Barney's youthful exuberance was always laughable and respected by Andy, his older, more authoritative and responsible boss. The same cannot be said however of traditional media directors - Andy Griffith-types who held all the power of annually allocating $100 Million+ budgets - rationing out tiny amounts of working media $$ to new media, largely due to self-interest; thus inhibiting the growth of a sensible combination of passive and digital communication.
Had they looked to Mr. Griffith, an incredibly gifted and natural actor on and off the camera, they might today be enjoying "our main street's" respect, instead of being labeled as dinosaurs by some of Madison Avenue's most powerful players, in the press no less!
Griffith's unfettered support of his fellow actors led to at least 6 off-shoots from his simple little program, as well as a platform by which little Opie, our esteemed Ron Howard continues to entertain us, from his roll in American Graffiti, the TV program Happy Days, and now behind the camera creating some of the most important films effecting popular culture today.
Even Gomer Pyle, the most laughable character in Mayberry excelled far more than yesterday's "Madison Avenue's Media All-Stars." For as much as he was constantly scolded for screwing up, his character and integrity were never challenged. The same cannot be said for many traditional has-beens who planned media - more based on their bonus and self-interest - rather than the larger objective they were there for; to be of service to their clients.
Surprise, Surprise, Surprise!
People on Silicon Ally are pleased that the interest in Interactive media is finally here; so much so that the daily publication of this funny little e-zine had to be suspended for a few days due to other equally pressing tasks that needed attention due to our clients!

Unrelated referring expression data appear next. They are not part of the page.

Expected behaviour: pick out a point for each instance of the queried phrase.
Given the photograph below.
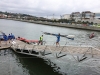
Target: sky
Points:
(49, 8)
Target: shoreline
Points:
(65, 25)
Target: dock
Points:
(4, 46)
(57, 52)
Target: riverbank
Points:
(75, 26)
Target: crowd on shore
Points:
(6, 38)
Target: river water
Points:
(12, 63)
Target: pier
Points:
(78, 53)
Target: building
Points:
(66, 16)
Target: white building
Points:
(66, 16)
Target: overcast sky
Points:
(49, 7)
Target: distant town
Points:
(85, 17)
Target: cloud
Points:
(49, 7)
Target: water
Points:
(12, 63)
(17, 64)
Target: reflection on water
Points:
(18, 64)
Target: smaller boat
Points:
(27, 41)
(91, 35)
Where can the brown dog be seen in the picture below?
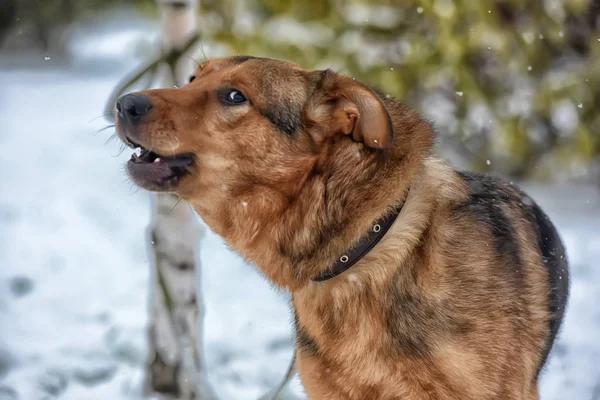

Yet there is still so such valuable inventory still ignored. Certainly search, performance and target marketing are top of mind, though broadband - one of the easiest transitionary media from TV to Interactive TV - still lacks in support.
Companies like Broadband Enterprises represent sister divisions of some of the most reputable traditional entities in all media. One would have thought that in this past upfront, network buyers would have naturally understood the expansion into broadband within their boob tube million $$ commitments.
Oh well, progress may be only achieved by network buyers being brought along kicking or screaming in line with a new media paradigm, or worse for them, venting and regreting their being confronted with dealing with unemployment lines.
The Broadband kids upfront is now taking place for Q4'05 through Q3'06. The timing of this is truly astounding since the kids market traditionally moves in traditional network and kids syndication in August. News Flash: Kids are said to be high users of interactive media.
One might have thought that nany companies un-named here (to avoid embarrassment) would have incorporated broadband into their kids proposals, though for some reason they weren't. Believe it or not, there are even some outstanding interactive toys and games on Toy R Us shelves' this year that not only are NOT online, but do NOT even have a website. The only place an parent can learn about them are on eBay.
Marketing is darwinian. One might have assumed that our esteemed trade magazines have missed the news of Interactive media's cannabalization of traditional media. However, that is clearly NOT the case. We applaud the outstanding job properties on both sides of the business that have been addressing the issues. Unfortunately, their readership may only be reaching youngers pros; thus preaching to the converted.
In the next series of articles, we will be disecting the strengths and weaknesses of each for our readership. We are in the early stages of the party that awaits us as 2006 planning, sure to include double digit increases in interactive media budget shares.
Those traditional media planners and buyers who embrace "the revolution" will not only save their jobs but review RFP's (Real Financial Progress) in a whole different light. Rather than following in Barney's foot steps - in his normally comical two-left-feet role - they may bring life to their own careers as well as additional sales for their clients. What a concept!!
By doing so, their actions may make the media business fun again; a real pleasure to be in, almost as comparable to Andy and Mayberry; a time that will always exist in our imagination and in American culture.